Were Drake to run a little further out of the 6 – with his woes in tow, of course – there’s a good chance he might come across Seaway. The Oakville quintet have slowly but surely built up a name for themselves over the past few years as ones to watch in the realm of pop-punk thanks to a solid touring schedule and a stylistic blend of a ’90s sugar-rush and 2010s realist grit. Their second LP, Colour Blind, is a further development of the band’s sound; it adds a further texture and a wider array of dynamics to an already sharp and assured sound. It can be traced back – at least in some ways – to the band’s choice of producers, going with Four Year Strong’s Alan Day and Brighter Brightest’s Derek Hoffman to work the boards.
“That was a pretty cool experience for us,” says Ryan Locke, the band’s lead vocalist. “Everything else that we’ve recorded up to this point has been done in a basement studio with a good friend of ours. There were no hard feelings in deciding to work with other people – we still love him, and he’s always been so easy to work with. This time, though, we wanted to pick it up a little bit. It just so happened that Alan was getting into production around the time that we were touring with Four Year Strong and thinking about who we wanted to work with on the album. He approached us when he found out and told us that he’d love to work with us, so we just took it from there.”
Colour Blind follows on from the band’s debut LP, 2013’s Hoser, and marks a considerable step-up for Seaway both sonically and stylistically. Although Locke jokes about his limited lyrical themes (“It’s a record about growing pains… and girls… and growing up… and… girls…”), his bandmates have certainly not slouched in the creative process. Although it dragged on for a little longer than perhaps they could have anticipated, the final destination proved to be well worth the journey.
“It would have been last winter when we started getting the ball rolling,” says Locke in regards to how far back writing for Colour Blind began. “Generally, a song begins with Andrew [Eichinger] and Patrick [Carleton], our guitar players. They’re the ones who tend to come to the band with new ideas and jam them out with the rest of the guys. We only had a few ideas here and there, though, as we were on the road pretty heavily throughout last year. We’d worked out a bit of it while writing on the road, but we decided that we needed one month at home, jamming every single day until we had something tangible. We had that, another month of touring and then a month in the studio.
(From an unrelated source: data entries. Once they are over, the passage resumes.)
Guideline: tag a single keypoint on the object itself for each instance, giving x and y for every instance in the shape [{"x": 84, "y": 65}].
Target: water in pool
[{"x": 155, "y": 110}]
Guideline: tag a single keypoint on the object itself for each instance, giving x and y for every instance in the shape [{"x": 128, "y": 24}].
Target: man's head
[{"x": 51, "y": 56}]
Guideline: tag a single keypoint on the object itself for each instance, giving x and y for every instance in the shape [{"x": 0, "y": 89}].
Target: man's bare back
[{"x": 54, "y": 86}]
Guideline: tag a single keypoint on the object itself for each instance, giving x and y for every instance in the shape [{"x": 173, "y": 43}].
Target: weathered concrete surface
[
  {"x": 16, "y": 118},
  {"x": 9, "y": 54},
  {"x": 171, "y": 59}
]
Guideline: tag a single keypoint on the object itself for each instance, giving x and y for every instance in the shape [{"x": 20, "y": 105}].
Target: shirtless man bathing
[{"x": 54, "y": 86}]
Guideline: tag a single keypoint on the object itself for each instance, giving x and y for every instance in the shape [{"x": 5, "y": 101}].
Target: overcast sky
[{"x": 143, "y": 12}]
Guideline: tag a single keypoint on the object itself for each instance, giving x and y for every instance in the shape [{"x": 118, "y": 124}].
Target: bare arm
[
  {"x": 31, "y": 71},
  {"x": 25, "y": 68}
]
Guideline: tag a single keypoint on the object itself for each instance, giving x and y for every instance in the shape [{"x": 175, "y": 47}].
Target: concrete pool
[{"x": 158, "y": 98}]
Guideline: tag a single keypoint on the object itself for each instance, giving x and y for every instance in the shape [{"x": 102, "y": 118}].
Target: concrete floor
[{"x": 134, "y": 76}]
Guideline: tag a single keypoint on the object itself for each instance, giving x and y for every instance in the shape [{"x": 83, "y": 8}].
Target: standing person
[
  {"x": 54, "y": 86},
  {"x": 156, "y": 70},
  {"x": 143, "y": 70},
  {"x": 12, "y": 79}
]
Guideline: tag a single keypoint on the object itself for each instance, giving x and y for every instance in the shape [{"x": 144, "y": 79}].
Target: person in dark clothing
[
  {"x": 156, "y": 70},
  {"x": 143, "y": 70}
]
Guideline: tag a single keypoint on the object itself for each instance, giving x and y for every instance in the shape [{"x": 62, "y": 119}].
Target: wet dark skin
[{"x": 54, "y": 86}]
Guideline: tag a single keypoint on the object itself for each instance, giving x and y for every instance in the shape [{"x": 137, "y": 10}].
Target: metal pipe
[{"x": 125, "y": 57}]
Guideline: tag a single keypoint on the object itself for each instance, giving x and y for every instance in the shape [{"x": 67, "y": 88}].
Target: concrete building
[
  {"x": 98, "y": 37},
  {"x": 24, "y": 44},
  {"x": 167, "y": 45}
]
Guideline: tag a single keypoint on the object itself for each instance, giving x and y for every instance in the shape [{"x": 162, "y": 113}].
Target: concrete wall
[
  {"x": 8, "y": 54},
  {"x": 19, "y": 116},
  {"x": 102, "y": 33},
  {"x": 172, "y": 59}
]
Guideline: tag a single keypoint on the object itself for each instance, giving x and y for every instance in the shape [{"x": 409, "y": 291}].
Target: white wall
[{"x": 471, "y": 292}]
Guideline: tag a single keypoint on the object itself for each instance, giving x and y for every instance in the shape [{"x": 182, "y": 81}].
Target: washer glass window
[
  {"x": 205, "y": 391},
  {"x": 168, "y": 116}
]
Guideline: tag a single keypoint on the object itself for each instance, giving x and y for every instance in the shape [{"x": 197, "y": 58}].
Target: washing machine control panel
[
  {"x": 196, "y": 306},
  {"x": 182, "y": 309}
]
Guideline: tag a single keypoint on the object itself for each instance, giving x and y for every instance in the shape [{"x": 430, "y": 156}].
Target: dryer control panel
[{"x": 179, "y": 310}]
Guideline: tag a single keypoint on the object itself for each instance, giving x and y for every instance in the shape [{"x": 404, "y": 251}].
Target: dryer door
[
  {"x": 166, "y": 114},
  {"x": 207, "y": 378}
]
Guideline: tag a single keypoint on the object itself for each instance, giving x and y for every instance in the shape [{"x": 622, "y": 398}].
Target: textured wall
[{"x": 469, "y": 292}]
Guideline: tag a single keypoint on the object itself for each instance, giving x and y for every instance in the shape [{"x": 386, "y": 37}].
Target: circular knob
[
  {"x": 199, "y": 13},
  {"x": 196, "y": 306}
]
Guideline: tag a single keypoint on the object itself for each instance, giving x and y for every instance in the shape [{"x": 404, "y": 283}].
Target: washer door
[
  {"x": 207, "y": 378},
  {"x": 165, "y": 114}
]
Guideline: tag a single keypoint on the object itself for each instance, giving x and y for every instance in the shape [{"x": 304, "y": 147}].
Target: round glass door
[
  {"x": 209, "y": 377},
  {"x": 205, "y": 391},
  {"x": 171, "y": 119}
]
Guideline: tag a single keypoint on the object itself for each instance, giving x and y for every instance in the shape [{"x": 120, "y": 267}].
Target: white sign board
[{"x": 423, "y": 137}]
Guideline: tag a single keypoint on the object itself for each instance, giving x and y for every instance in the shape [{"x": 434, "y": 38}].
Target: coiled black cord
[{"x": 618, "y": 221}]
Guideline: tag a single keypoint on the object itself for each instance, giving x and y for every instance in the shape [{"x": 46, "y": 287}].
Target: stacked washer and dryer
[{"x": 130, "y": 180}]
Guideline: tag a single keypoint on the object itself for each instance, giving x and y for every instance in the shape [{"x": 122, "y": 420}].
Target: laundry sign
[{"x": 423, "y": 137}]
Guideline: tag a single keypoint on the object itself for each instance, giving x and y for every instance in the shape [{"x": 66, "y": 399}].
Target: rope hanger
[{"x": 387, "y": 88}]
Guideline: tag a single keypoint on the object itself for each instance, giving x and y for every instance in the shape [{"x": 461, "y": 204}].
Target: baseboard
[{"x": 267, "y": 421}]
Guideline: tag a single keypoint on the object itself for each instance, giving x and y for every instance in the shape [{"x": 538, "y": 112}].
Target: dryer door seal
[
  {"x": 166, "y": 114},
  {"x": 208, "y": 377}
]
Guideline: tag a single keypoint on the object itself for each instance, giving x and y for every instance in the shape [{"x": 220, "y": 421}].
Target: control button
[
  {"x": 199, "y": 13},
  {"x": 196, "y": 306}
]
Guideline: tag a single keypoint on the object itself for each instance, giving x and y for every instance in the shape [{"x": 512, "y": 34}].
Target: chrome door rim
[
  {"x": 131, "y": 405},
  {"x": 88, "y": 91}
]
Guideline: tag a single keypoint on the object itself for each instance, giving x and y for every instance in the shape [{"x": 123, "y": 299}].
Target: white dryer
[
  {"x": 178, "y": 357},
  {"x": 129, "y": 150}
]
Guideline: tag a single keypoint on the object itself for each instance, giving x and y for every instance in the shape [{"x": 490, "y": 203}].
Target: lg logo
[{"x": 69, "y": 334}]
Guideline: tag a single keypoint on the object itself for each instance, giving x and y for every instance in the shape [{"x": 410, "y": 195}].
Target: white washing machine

This record kind of comes from a few different places in that regard, going from stuff that we put together on the road all the way up to stuff that was sorted and finalised while we were recording. It was kind of different to how we do things normally, but it ended up being really fun.”
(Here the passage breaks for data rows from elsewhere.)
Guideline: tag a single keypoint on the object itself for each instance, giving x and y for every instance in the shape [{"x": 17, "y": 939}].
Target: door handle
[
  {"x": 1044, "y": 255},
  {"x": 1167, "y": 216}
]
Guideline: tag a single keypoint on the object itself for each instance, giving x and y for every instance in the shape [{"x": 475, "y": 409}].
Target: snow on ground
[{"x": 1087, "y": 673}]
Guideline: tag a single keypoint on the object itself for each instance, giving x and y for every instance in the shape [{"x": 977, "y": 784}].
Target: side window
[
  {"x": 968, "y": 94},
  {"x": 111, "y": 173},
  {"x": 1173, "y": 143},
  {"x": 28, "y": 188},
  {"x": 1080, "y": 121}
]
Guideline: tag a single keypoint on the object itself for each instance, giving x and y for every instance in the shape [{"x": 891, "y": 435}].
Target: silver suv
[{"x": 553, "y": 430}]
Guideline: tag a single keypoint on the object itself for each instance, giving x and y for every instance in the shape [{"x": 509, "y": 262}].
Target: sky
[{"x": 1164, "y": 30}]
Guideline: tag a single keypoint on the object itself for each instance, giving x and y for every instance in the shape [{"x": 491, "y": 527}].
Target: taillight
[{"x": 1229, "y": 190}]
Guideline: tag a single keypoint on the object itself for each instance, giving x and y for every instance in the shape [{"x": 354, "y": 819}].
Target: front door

As we speak, the band are making their way across North America in support of Colour Blind. Although they try and pull from as many of their releases as they can, it’s no secret to anyone that they are particularly excited about playing songs from their brand new album – so much so, that the songs began creeping into setlists even before the record was due out. Locke confirms that, while it took a bit of getting used to for fans, each night the band plays Colour Blind songs they see gradual, noticeable improvement – both in terms of the band’s playing and the crowd’s response.
“The reaction’s been pretty great so far,” he says. “Even the week before the record came out, we were really wanting to play these new songs. It was kind of mixed when we first started doing them, but night after night we saw more and more kids getting into it. By the time the album came out, people were getting just as into it as we’d hoped. It’s early days, but it can only get better from here.”
Colour Blind is out now through Pure Noise/Sony.